You could say my experience is emblematic of what many Christians will experience while reading Larsen’s book. His very premise has the potential to shake us up — even though he explains early on that if prayer is simply communication with God, then the idea of movies as prayers makes sense. But we have to be willing to trust him as he takes on a journey through a world of film that is vaster and more complicated than many of us have ever realized. Not for him the simplistic formulas and sanitized worlds of contemporary “Christian movies”; he plunges into movies of all sorts, even R-rated ones. “Our prayers, too, are imperfect,” he reminds us. “Some of them might be rated R.” Both prayer and movies, in his words, “are not golden gems of shiny spirituality but messy expressions that reflect the brokenness out of which they’re born.”

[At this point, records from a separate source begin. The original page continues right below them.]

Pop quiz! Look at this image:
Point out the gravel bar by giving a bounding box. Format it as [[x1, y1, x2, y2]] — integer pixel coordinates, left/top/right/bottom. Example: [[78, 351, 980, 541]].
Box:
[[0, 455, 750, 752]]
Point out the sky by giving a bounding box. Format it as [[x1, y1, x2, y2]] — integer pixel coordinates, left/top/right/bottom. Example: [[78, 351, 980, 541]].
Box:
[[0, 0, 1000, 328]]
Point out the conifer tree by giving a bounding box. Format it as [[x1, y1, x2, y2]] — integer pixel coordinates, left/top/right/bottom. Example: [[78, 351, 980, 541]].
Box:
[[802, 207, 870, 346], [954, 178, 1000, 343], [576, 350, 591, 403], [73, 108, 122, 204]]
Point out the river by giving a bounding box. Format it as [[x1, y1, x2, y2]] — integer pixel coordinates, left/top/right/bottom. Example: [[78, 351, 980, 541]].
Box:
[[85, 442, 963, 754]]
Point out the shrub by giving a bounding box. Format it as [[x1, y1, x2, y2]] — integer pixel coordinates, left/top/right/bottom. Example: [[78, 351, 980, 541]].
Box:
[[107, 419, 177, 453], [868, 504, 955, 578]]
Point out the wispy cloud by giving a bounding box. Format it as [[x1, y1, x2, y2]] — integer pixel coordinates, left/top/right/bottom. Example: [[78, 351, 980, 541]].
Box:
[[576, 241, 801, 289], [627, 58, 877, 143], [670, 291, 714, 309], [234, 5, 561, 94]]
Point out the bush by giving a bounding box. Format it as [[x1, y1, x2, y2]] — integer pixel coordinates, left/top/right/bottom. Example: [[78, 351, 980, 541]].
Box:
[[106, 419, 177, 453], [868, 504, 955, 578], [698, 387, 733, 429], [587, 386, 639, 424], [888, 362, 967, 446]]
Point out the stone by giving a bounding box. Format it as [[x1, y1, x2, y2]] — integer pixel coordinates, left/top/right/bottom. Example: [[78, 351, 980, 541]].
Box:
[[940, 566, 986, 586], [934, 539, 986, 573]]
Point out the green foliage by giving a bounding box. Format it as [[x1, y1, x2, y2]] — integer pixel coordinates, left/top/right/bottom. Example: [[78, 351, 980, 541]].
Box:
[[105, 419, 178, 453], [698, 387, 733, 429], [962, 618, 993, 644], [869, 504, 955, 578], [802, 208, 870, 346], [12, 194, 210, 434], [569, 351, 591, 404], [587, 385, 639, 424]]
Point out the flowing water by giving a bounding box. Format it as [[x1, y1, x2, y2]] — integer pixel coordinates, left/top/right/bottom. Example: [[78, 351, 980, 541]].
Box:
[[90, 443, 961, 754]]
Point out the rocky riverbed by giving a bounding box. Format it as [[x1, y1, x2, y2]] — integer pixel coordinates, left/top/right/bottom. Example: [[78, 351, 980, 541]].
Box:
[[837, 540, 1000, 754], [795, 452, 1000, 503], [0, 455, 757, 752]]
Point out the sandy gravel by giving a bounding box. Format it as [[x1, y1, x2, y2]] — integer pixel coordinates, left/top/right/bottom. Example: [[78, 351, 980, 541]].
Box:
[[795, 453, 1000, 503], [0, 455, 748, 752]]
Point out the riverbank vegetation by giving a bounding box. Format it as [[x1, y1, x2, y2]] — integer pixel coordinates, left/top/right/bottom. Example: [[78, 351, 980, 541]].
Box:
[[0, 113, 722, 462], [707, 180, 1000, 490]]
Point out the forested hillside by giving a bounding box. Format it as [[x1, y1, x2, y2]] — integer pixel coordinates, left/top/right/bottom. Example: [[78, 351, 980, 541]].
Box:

As he moves through the various categories of “movies as prayers,” which cover every aspect of the familiar creation/fall/redemption/restoration pattern — from praise to lament to anger to confession to joy — Larsen convincingly drives this point home. With such an enthusiastic and knowledgeable guide, one who understands and cherishes prayer as much as he does films, the journey is one worth taking.
“Reading for the Common Good: How Books Help Our Churches and Neighborhoods Flourish” by C. Christopher Smith (2016). Foreword by Scot McKnight.
As editor of The Englewood Review of Books, a project of the Englewood Christian Church in Indianapolis, Chris Smith knows books. And church. His engagement with both has taught him that a church that reads together — both Scripture and other works — is likelier both to thrive as a community, and to serve those outside its doors. “Learning and action,” he tells us, are two “interwoven threads,” both of which are needed “in order to sustain healthy, flourishing communities.”
Smith has a number of good ideas about how to encourage churches not only to read, but also to read together. His ideas on community engagement are also innovative and helpful, though at times I found some of his ideas a little too prescriptive and specific; he seemed to think, for instance (if I read him correctly), that political engagement by every church in every community should look pretty much the same. I would have liked to see him allow more for different kinds of communities, different emphases, and different priorities. That aside, however, his book is a deeply valuable resource and a model for Christian engagement with both the world of books and the outside world.